A panel of outside advisers to the U.S. FDA in March voted six to four against approving the company’s oral drug, AMX0035, saying Amylyx’s clinical study data failed to establish it was effective against ALS, a neurodegenerative disease.
The FDA has since asked for more information from the company and delayed its deadline for deciding on the drug by three months to Sept. 29.
Shares of the company, which said the next FDA meeting on Sept. 7 will focus on additional analyses from Amylyx’s clinical studies, jumped about 13% to $21.91 in early trading.
ALS, whose cause is largely unknown, leads nerve cells in the brain and spinal cord to break down, affecting physical function, resulting in severe disability and even death.
The company’s submission to the FDA is based on a 24-week placebo-controlled mid-stage study of 137 participants with ALS. Amylyx recently started a larger trial in about 600 patients globally, whose completion is not expected until 2024.

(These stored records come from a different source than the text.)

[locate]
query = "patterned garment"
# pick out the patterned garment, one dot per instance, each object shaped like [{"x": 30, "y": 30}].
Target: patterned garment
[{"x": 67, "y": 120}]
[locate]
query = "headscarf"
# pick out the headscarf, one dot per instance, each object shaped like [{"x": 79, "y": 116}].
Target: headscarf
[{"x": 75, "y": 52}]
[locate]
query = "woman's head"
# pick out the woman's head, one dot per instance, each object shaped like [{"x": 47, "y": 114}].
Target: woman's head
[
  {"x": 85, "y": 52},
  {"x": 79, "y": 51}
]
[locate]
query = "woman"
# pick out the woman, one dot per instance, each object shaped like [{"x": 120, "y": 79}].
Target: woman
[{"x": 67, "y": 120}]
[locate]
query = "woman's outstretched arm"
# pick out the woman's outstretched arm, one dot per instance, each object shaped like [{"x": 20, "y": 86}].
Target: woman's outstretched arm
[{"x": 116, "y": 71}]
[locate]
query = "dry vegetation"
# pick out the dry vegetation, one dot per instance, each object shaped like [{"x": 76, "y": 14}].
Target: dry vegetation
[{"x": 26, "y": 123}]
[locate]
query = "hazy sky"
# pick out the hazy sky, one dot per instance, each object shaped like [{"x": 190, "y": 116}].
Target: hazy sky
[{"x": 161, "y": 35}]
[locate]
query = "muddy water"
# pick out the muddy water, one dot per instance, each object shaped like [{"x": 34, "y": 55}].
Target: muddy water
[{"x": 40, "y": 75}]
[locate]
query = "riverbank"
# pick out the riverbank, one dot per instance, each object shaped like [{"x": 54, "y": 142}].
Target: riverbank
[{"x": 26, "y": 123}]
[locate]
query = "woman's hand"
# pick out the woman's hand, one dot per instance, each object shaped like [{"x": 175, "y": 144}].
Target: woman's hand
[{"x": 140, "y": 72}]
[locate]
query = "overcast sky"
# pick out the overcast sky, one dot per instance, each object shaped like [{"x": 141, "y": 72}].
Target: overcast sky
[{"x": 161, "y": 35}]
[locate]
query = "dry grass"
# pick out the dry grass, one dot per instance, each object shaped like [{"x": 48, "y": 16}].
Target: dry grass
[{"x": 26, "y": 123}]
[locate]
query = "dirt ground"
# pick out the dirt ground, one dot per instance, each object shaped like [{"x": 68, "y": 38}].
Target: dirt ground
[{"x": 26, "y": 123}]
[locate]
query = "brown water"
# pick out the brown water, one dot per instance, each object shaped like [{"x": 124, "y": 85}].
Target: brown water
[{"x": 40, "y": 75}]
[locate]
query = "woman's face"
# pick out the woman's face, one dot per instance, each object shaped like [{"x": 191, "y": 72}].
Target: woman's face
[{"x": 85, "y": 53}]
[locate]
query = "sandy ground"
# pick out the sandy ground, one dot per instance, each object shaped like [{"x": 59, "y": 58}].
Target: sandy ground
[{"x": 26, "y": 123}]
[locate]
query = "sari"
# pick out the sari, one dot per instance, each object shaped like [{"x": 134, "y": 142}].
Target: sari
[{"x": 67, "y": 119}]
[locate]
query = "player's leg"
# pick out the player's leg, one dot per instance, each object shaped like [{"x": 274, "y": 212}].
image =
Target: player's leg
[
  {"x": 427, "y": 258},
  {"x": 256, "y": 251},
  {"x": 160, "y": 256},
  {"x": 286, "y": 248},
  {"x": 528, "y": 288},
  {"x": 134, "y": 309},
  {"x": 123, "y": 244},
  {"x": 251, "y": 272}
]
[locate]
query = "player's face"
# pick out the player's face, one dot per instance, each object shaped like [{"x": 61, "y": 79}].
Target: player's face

AMX0035 was approved in Canada last month with certain conditions including release of data from the ongoing global late-stage study as well as additional studies.
While most ALS treatments currently focus on supportive care, two FDA-approved drugs riluzole and Mitsubishi Tanabe Pharma’s Radicava modestly slow progression of the disease, according to the Institute for Clinical and Economic Review (ICER).
About 25,000 people in the United States suffer from ALS, as per ICER.
Reporting by Mrinalika Roy in Bengaluru.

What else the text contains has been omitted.